If you are staying in or around Sarandë and Ksamil, it is feasible to visit Gjiorkaster on a day trip, but yo would need to set off quite early to make it worthwhile.

Road trippers may wish to stop at the Blue Eye on the way to or from Gjiorkaster; one of most famous sites in Albania, it’s an hour’s drive from the Stone City but you have to set your GPS to include it, rather than take the quicker, newer highway.

We don’t think it’s a good idea to visit the pretty town of Berat immediately before or after Gjirokaster as they’re quite similar, so one inevitably feels the need to compare.

Note that there is a totally brand new road from the highway into Gjirokaster, and Google Maps still hasn’t got this logged. Until that changes, we recommend you ignore your GPS – it may also send you via a tiny village – and keep going along the highway until a roundabout/turning where there’s a very clear and obvious new tarmac road with bright yellow lines on the left hand side.

Plan // Our Albania Road Trip Itinerary + The 19 Best Beaches in Albania

PARKING

Like Italy, there are parts of Gjirokaster’s historic centre that you can’t and won’t want to attempt to drive in or through, and the layout is quite confusing on arrival. Our guesthouse said parking is always an issue in and around the old town, especially for tourists on day trips with cars, and the youngest son actually had to come meet us and sat in the back seat to direct us as we drove in (it’s for moments like this that the local SIM card is worth its weight in gold).

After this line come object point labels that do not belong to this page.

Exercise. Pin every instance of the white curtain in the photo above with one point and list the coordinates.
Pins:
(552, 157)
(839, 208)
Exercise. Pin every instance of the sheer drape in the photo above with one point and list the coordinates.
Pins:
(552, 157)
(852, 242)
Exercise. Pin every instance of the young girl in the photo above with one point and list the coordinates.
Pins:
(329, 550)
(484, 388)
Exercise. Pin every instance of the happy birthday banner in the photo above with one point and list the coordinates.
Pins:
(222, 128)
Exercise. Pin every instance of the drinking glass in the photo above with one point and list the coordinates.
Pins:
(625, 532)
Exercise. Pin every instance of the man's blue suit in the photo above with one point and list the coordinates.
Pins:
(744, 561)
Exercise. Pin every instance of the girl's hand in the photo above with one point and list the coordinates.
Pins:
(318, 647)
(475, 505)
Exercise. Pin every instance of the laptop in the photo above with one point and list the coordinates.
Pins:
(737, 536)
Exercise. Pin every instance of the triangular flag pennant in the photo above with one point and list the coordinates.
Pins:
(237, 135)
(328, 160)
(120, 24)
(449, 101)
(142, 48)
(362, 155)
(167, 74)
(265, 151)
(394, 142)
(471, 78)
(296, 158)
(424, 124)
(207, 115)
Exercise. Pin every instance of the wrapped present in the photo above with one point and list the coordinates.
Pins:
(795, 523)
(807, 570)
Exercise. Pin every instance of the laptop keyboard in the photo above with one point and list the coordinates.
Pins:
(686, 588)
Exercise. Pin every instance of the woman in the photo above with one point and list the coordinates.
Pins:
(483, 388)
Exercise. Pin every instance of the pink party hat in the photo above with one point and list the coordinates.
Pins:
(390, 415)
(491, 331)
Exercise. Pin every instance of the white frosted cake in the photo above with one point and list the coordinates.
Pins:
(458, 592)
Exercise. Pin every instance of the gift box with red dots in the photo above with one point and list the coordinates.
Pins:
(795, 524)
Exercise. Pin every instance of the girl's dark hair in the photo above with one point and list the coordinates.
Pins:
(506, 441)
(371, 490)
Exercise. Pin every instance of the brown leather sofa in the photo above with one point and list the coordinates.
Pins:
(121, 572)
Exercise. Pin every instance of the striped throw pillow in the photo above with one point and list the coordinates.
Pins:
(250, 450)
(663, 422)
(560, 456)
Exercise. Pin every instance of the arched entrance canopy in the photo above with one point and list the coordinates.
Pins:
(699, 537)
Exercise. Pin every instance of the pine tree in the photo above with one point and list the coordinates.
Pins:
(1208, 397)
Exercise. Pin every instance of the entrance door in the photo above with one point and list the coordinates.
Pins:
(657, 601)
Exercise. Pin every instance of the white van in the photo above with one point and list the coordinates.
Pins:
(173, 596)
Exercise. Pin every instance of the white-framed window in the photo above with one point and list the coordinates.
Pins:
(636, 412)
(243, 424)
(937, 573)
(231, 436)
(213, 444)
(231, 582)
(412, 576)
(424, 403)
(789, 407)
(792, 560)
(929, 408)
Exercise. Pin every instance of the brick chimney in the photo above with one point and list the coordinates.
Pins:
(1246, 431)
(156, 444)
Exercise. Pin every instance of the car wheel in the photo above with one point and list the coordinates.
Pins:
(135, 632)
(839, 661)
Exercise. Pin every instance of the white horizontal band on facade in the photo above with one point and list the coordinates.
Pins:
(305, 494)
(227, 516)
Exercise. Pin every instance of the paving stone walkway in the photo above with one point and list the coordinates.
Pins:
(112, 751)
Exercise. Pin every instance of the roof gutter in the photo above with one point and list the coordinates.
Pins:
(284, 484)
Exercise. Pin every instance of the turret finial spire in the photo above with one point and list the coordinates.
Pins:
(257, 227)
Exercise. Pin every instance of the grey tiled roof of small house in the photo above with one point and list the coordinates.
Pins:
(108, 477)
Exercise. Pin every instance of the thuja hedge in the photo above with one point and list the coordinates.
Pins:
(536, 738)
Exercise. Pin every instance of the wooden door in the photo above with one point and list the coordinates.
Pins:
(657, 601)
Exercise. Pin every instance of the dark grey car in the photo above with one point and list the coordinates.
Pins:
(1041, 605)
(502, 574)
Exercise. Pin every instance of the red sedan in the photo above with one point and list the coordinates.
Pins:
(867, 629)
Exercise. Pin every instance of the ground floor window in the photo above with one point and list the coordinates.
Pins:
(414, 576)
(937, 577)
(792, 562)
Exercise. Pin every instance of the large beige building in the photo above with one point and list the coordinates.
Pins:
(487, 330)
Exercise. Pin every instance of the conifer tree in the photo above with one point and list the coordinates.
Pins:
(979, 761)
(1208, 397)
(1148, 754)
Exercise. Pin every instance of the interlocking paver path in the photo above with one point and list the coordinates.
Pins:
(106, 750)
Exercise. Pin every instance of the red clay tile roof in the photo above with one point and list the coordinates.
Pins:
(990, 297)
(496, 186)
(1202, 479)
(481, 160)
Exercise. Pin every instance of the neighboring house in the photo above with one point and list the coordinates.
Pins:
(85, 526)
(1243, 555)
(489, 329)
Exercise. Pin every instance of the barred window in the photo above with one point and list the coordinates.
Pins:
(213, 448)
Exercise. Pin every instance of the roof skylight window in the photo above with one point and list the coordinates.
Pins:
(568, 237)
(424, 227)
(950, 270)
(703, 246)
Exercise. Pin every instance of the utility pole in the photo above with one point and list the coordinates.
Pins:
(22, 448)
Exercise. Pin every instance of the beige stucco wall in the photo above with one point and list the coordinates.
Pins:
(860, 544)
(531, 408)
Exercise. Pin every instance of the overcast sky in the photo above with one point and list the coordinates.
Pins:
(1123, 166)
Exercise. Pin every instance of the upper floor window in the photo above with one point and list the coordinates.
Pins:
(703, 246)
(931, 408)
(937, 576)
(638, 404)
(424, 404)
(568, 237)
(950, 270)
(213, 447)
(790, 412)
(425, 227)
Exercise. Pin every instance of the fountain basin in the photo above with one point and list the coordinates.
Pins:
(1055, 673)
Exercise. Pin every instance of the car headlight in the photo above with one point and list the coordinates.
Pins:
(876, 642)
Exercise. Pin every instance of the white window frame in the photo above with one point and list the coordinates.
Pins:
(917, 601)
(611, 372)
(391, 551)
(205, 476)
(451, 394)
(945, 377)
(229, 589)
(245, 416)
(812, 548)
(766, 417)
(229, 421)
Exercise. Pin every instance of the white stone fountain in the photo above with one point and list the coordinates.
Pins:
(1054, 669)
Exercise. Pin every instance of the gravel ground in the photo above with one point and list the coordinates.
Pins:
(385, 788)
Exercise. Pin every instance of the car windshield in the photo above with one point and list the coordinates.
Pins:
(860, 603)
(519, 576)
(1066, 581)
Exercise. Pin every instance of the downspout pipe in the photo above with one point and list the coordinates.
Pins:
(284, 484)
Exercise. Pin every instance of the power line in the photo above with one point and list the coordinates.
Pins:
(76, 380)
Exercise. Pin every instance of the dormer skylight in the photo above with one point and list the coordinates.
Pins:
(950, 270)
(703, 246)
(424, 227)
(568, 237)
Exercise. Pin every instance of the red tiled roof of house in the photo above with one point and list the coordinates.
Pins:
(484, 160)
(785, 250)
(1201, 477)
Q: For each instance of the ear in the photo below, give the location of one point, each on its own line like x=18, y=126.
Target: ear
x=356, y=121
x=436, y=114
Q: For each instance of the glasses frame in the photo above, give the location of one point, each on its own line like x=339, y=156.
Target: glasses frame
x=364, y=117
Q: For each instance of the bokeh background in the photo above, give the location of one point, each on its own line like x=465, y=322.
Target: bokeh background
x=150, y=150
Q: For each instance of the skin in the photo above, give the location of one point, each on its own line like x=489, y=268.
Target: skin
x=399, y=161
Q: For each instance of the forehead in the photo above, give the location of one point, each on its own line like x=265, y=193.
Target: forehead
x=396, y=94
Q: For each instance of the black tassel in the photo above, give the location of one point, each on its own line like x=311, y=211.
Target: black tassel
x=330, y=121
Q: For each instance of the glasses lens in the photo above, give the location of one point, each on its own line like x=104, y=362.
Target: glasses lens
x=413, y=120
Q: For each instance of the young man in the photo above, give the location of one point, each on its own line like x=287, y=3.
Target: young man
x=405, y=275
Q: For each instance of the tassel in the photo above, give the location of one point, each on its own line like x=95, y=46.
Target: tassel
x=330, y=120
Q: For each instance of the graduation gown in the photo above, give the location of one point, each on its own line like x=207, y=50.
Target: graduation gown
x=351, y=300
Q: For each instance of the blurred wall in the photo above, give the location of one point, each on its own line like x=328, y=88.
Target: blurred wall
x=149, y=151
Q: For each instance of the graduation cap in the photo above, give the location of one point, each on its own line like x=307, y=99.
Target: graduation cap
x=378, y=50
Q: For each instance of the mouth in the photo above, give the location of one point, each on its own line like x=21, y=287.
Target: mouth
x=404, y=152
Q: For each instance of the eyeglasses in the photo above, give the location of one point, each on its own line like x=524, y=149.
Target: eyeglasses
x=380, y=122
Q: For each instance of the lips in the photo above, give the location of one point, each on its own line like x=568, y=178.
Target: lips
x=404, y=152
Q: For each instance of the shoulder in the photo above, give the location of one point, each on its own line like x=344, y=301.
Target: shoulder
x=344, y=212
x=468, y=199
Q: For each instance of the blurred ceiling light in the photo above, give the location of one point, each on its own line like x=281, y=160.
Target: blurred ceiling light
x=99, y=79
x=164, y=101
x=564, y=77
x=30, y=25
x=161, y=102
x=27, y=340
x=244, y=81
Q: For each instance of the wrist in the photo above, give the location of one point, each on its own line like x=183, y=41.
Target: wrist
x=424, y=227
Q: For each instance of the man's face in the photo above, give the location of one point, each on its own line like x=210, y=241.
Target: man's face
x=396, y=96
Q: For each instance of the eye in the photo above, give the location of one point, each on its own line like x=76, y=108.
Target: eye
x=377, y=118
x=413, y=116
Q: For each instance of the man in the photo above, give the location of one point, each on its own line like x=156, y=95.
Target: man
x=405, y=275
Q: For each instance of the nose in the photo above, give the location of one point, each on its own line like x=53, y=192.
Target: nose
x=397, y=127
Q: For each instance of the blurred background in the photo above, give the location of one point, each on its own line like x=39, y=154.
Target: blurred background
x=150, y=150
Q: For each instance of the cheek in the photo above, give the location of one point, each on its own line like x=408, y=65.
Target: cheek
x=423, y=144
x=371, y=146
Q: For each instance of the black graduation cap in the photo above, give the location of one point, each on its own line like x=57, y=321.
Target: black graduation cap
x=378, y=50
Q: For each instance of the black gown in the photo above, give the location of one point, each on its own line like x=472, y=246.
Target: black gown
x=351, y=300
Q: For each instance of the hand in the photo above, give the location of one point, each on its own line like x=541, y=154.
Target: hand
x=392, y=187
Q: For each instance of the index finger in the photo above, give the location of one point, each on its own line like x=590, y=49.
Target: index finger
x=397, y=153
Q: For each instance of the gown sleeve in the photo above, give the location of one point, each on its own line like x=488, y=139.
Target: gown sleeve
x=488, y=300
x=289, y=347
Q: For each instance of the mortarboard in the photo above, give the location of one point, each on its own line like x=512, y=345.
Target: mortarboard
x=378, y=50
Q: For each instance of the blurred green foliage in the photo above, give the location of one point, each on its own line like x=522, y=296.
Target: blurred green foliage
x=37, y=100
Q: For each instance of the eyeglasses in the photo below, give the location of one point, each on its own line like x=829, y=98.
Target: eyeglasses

There was a lot of construction underway on the outskirts of town, and options will greatly improve once a three-storey underground parking lot by Çerçiz square is completed (see update below), but the best bet for some day trippers will be to park in one of the free places a 5-10 minute walk down from the old town. Just be aware that you may need to drive around for a while to find a free space if you’re arriving during busy times or the weekend, and the further away from the centre you stop, the steep and longer the walk up.

For those staying a few nights, we recommend asking your accommodation for the best free place to go or opting for one with private guest parking.

Here are some of the options for parking we used and saw:

· The new underground Sheshi Çerçiz Topulli parking lot is now apparently open, and it’s going to be the most convenient option for day trippers. Prices start at 300 lek for 3 hours (maps)

· Alternatively there are some free places 10 minutes from historic centre (maps)

· On the new road into the city, arriving in from the opposite side to Sheshi Çerçiz Topulli, there were lots of cars parked on the road side too.

Let us know in the comments if you find any other decent, free options or the impact of the new road and underground parking.

By Bus

There are daily buses to Gjirokaster from Saranda, Vlorë, Berat and Tirana’s Sheshi Shqiponja bus station. Note that you might get dropped off far below the historic centre, requiring a lift, a taxi, or a walk up.